Learnings from current industry practices
CRV emission is capping Curve ability to scale
Curve is the capstone of DeFi and without Curve there is no stablecoin market and no liquidity on DeFi. This is why we chose to build on top of Curve and support it.
Fixed CRV emission is limiting Curve scaling ability. All Curve pools, together, share the same CRV emission. As more investors and projects use Curve, each liquidity pool $ gets a smaller share of CRV. Since 95%+ of APY is from CRV emission, there is a limit to how much liquidity CRV (and Curve) can support.
We see this as an opportunity to support Curve and the DeFi ecosystem. Archimedes aims to be one of the few pools that doesn’t rely on CRV emissions to create sustainable and attractive APY. That means we are going to help Curve scale. We expect an “overflow” of liquidity into Archimedes’ pool from liquidity that CRV emissions cannot support.
We see Curve hitting the “CRV growth barrier” while we continue to grow with Archimedes pools.
Overinflating and deteriorating token value
We all have seen practices of a “naive” emission schedule for liquidity mining programs in DeFi. The general sequence of events is usually:
- Set a fixed emission schedule.
- Emit far too many tokens to a Curve pool, driving APY to atmospheric levels.
- Since the emitted token has no real use yet, investors dump it.
- The higher the APY the faster the dump to capitalize on the high APY.
- Token value is deteriorated and protocol future is in question.
ARCH token is different from other protocol tokens: it has utility as the "ticket to leverage". But that is not the only thing we count on.
To protect the health of Archimedes protocol, we use a dynamic emission schedule. In other words, we adjust ARCH emission to our Curve pool periodically. We use a predefined formula that keeps APY in a specific range. More on the dynamic emissions here soon.
This prevents overinflation of token supply, and protects the protocol.
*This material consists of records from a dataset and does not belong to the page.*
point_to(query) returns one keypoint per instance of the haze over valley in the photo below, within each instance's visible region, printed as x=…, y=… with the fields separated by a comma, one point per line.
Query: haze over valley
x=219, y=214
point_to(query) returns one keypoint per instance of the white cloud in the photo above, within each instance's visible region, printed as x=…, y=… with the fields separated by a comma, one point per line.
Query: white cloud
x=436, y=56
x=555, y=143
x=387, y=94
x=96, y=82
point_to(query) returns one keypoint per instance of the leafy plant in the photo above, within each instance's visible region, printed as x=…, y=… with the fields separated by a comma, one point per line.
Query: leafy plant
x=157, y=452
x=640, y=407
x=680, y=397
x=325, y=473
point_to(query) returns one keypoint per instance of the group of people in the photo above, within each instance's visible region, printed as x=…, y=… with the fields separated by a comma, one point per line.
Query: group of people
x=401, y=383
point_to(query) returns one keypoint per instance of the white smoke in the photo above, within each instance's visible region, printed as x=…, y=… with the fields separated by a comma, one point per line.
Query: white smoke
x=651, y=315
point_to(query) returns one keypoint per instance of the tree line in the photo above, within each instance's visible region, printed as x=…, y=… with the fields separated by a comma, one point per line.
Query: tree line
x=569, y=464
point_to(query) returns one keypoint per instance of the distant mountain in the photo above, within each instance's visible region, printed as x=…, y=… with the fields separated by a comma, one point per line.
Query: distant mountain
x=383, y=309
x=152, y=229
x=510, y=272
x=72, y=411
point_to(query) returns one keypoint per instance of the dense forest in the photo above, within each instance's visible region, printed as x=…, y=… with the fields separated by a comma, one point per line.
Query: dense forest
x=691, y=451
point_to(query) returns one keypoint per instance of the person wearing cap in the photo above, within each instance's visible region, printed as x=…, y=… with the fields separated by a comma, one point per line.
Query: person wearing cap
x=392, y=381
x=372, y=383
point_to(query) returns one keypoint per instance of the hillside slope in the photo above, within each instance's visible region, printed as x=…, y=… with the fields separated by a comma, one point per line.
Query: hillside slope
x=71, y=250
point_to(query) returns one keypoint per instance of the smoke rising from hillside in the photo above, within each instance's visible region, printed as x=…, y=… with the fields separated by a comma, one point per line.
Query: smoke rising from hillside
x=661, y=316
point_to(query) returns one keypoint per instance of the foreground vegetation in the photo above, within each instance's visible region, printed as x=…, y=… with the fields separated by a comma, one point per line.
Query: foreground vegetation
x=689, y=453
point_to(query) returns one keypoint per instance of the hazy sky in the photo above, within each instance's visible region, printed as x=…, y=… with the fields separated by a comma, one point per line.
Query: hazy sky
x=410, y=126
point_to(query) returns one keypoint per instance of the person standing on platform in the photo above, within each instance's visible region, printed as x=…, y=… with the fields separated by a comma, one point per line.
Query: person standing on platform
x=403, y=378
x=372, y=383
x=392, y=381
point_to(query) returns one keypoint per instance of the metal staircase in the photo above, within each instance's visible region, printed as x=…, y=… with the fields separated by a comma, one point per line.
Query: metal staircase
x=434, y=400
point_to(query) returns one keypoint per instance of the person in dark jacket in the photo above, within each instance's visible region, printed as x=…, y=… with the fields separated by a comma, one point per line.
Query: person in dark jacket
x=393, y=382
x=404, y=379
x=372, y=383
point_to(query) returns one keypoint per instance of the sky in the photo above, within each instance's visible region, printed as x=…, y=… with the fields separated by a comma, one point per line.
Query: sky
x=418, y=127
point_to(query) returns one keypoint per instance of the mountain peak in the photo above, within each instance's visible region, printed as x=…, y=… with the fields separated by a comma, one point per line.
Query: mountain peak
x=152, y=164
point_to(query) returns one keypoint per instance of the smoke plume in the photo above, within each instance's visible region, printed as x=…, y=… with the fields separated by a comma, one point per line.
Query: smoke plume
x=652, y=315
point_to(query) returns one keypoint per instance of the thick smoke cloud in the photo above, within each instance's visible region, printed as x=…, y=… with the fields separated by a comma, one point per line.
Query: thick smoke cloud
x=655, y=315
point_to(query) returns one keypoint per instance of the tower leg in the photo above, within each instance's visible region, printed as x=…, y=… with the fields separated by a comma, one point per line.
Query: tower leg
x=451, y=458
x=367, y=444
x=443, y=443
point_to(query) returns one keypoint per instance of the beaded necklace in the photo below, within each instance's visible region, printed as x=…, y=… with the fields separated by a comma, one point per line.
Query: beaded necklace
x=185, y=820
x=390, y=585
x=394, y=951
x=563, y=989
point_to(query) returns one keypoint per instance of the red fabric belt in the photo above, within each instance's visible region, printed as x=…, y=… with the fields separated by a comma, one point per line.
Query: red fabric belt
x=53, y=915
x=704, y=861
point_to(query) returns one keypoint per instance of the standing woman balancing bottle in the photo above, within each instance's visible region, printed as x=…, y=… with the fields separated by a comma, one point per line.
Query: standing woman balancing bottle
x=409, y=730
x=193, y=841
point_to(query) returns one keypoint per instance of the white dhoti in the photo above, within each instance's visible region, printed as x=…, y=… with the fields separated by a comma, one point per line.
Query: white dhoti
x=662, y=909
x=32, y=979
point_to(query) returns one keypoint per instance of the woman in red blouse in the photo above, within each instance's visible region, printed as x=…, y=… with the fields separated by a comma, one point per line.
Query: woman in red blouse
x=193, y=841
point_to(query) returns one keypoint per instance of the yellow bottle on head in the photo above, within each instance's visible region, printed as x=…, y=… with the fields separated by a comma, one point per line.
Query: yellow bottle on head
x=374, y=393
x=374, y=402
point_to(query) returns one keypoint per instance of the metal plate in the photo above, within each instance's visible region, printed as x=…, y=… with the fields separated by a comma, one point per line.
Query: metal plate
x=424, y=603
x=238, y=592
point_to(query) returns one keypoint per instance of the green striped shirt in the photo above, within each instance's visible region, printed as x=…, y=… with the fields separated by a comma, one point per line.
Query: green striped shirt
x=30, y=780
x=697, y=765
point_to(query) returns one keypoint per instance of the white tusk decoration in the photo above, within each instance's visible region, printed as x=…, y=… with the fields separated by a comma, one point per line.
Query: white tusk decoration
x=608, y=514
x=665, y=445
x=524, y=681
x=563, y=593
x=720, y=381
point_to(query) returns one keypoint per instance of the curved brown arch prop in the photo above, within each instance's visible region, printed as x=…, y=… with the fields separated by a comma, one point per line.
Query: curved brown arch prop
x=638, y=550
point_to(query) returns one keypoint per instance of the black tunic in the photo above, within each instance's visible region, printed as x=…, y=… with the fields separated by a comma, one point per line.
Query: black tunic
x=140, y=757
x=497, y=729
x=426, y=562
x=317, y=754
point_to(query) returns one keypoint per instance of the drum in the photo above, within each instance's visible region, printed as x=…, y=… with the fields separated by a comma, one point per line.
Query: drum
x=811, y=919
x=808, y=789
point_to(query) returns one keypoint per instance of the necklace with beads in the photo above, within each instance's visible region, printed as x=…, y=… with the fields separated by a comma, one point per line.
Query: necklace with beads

The mechanism creates a healthy pace of growth by attempting to offer APY that is inline with other top pools.
Out of balance pools
3CRV/lvUSD is in the heart of our protocol. But, if we allow unlimited leverage, we are going to throw the pool out of balance and de-peg lvUSD. To mitigate that we cap leverage.
Every time we have excess 3CRV in the pool we open a new leverage auction. LTs can then bid and pay for leverage up to a limit as we cap the available leverage to maintain pool balance.
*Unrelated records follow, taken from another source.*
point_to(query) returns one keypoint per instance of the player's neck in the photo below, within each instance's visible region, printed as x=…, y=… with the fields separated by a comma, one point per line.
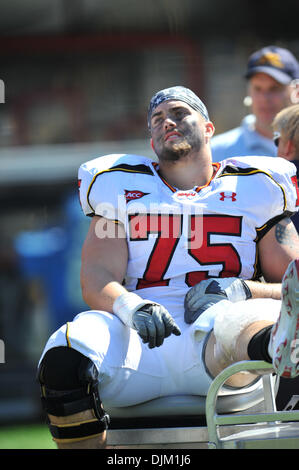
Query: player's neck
x=186, y=175
x=264, y=129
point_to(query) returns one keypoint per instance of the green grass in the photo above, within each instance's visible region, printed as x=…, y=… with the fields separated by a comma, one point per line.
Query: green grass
x=31, y=436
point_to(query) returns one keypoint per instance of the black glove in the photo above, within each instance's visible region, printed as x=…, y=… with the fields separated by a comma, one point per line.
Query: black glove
x=153, y=323
x=210, y=291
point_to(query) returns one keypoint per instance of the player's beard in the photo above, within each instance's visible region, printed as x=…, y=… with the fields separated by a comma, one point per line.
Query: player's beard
x=176, y=152
x=182, y=149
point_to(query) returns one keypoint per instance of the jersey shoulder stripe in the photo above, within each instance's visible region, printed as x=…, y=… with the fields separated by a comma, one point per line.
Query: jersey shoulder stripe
x=142, y=169
x=231, y=170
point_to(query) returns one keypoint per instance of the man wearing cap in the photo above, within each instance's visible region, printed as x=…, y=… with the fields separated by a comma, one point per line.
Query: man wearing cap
x=169, y=269
x=272, y=74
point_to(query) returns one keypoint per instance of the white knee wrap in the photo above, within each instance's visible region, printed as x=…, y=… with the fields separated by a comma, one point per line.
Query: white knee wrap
x=232, y=318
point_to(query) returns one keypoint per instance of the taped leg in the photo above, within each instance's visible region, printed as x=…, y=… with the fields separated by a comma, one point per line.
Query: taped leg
x=234, y=327
x=70, y=397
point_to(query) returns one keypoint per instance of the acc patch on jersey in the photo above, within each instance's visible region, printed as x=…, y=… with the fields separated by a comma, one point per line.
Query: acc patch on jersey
x=133, y=194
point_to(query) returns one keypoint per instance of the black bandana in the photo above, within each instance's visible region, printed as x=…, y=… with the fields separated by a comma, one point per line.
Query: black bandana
x=178, y=93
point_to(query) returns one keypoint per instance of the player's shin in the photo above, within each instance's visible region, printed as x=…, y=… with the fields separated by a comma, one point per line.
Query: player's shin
x=70, y=397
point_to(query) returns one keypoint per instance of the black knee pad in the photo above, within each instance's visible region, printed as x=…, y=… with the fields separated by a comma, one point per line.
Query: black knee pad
x=69, y=385
x=62, y=369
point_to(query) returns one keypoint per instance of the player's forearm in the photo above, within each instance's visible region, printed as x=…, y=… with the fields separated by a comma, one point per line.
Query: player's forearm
x=100, y=291
x=264, y=290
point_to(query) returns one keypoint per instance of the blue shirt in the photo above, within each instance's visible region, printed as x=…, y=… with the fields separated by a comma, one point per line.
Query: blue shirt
x=242, y=141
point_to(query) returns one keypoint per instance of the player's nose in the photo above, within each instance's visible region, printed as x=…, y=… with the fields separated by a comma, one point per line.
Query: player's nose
x=169, y=123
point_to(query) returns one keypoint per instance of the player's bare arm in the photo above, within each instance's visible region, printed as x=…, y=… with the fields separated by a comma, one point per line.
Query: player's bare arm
x=104, y=262
x=277, y=249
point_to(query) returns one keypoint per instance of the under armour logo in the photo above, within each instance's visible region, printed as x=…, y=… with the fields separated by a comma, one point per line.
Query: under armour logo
x=232, y=196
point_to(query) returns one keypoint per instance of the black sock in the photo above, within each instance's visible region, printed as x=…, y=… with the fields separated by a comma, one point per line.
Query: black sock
x=258, y=345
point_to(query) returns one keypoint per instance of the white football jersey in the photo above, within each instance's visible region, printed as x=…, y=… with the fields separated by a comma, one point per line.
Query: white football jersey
x=176, y=238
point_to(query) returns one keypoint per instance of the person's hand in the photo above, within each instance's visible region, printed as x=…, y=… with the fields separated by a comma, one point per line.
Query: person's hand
x=153, y=324
x=211, y=291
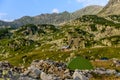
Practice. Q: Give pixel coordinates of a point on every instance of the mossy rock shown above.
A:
(79, 63)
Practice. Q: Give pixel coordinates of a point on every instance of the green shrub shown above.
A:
(79, 63)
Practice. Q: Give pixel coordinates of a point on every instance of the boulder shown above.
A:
(79, 76)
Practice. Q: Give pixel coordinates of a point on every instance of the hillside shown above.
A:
(54, 18)
(112, 8)
(87, 34)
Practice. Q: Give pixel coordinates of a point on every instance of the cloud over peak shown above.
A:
(55, 10)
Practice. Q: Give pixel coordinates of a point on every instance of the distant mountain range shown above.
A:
(112, 8)
(54, 18)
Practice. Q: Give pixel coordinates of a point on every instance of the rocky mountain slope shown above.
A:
(54, 18)
(112, 8)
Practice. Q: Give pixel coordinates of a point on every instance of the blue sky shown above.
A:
(14, 9)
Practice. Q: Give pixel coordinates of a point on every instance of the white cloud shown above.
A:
(92, 2)
(2, 15)
(55, 10)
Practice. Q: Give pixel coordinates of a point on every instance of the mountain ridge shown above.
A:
(112, 8)
(55, 18)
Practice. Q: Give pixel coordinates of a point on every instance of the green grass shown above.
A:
(79, 63)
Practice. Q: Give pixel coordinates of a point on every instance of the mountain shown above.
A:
(54, 18)
(112, 8)
(89, 10)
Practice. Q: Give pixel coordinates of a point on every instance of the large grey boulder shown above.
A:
(45, 76)
(79, 76)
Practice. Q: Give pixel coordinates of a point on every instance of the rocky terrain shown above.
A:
(51, 70)
(112, 8)
(43, 51)
(54, 18)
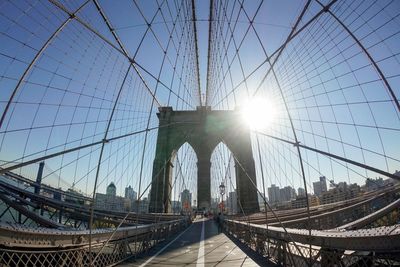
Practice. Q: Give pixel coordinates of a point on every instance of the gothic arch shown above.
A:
(203, 129)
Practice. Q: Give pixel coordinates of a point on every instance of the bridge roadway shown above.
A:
(199, 245)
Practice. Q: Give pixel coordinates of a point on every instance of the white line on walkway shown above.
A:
(200, 256)
(161, 250)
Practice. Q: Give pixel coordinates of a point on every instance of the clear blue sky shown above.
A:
(336, 98)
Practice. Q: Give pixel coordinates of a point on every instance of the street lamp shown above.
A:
(222, 192)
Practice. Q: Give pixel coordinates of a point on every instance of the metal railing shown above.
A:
(23, 246)
(291, 247)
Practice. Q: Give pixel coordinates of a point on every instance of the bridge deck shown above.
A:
(198, 246)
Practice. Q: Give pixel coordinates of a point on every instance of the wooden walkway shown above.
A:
(199, 245)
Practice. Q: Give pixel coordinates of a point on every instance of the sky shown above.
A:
(323, 85)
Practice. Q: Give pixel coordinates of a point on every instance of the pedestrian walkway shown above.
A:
(199, 245)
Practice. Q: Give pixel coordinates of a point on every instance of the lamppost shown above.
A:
(222, 192)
Also, there are two depegging scenarios to consider:
- If lvUSD depegged above 1 USD, we’ll open more leverage. Lending 3CRV out of the pool returns lvUSD back to ~1.
- If lvUSD depegged below 1 USD, it incentives LT to close their position and take immediate profit. They buy lvUSD out of the pool adding 3CRV for less than $1 for 1 lvUSD. Then they pay off $1 worth of debt with that, pocketing the difference.
Underlying assets deppegs
If one of the assets we build on loses peg, we have another tool. Force close position.
When the collateral rate falls below a predetermined threshold, we unwind positions. There is no penalty to users and no incentive to invoke that - it is a protocol service. We repay the lvUSD debt, and expect investors to be able to claim their principle + all the profits.